Lincoln is also likely to affect the climate debate. The Ag Committee has some jurisdiction over climate change legislation, and Lincoln’s vote on cap-and-trade is a priority for her caucus leadership, which is having a tough time finding support for a climate bill among Senate Democrats. But Arkansas politics are decidedly unfavorable to global warming alarmism. Rep. Vic Snyder (D-Arkansas), who represents Little Rock and much of Pulaski County, was the only member of his State’s delegation to vote for the American Clean Energy and Security Act, cap-and-trade legislation that passed through the House of Representatives in late June, and he has been hammered over the airwaves by utilities, agriculture interests, and political opponents ever since. Now, there is considerable speculation that his seat is in jeopardy-all thanks to his vote for a cap-and-trade. No doubt Lincoln has noticed Snyder’s plight.

Rumors surfaced last week that President Barack Obama now considers financial sector reform to be his administration’s #2 priority after healthcare. Previously, climate change was thought to be the next big-ticket item on the President’s agenda.

The tea-leaves seem to indicate that this rumor is true.

For starters, Senator Chris Dodd (D-Connecticut) decided to stay on as Chairman of the Senate Banking, Housing and Urban Affairs Committee, rather than accept the gavel on the Health, Education, Labor, and Pensions Committee (a post vacated by the passing of Ted Kennedy).

The only plausible explanation for Dodd’s decision to remain the chairman of the Banking Committee, which has jurisdiction over financial sector reform, is an expectation by Dodd that Obama will push for increased regulation of Wall Street in the short term. Dodd faces a tough re-election fight in 2010, and taking on Wall Street would put him in a favorable spotlight for the foreseeable future.

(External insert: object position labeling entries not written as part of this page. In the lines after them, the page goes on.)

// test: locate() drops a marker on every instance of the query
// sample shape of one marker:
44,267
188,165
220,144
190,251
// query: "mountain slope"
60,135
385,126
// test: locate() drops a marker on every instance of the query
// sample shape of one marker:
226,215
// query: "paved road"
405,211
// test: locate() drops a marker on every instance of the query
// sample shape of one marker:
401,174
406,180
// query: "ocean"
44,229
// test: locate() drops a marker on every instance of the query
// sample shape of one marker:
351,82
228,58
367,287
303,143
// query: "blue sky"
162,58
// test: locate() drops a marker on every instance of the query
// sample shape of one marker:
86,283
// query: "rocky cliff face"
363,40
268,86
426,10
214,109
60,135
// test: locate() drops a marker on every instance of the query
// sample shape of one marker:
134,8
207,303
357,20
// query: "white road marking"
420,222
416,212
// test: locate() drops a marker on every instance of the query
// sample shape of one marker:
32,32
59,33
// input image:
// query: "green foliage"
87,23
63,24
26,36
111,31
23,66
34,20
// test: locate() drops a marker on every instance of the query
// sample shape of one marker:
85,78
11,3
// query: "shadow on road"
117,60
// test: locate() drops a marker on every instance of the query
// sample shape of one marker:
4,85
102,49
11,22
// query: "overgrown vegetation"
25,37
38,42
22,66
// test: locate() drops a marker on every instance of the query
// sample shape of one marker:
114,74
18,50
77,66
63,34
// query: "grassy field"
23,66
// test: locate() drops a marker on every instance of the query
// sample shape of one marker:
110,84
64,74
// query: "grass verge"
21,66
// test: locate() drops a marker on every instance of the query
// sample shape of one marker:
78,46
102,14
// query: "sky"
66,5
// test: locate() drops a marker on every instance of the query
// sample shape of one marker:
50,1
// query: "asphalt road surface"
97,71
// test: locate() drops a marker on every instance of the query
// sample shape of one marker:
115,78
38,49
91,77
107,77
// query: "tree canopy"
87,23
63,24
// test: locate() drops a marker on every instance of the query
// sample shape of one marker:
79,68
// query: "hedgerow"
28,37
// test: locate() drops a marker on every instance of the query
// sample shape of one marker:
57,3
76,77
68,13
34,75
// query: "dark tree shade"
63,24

And today in New York, President Obama gave a speech on the need for a new regulatory regime to govern Wall Street, thereby lending further credence to the rumor that climate change has dropped as a priority.

Meanwhile, Senator Barbara Boxer (D-California), the chairman of the Environment and Public Works Committee (which has primary jurisdiction over climate change legislation) last week again delayed the introduction of global warming legislation, and Senator Dick Durbin (D-Illinois), the second ranking Democrat in the Senate, told reporters that cap-and-trade might have to wait until 2010.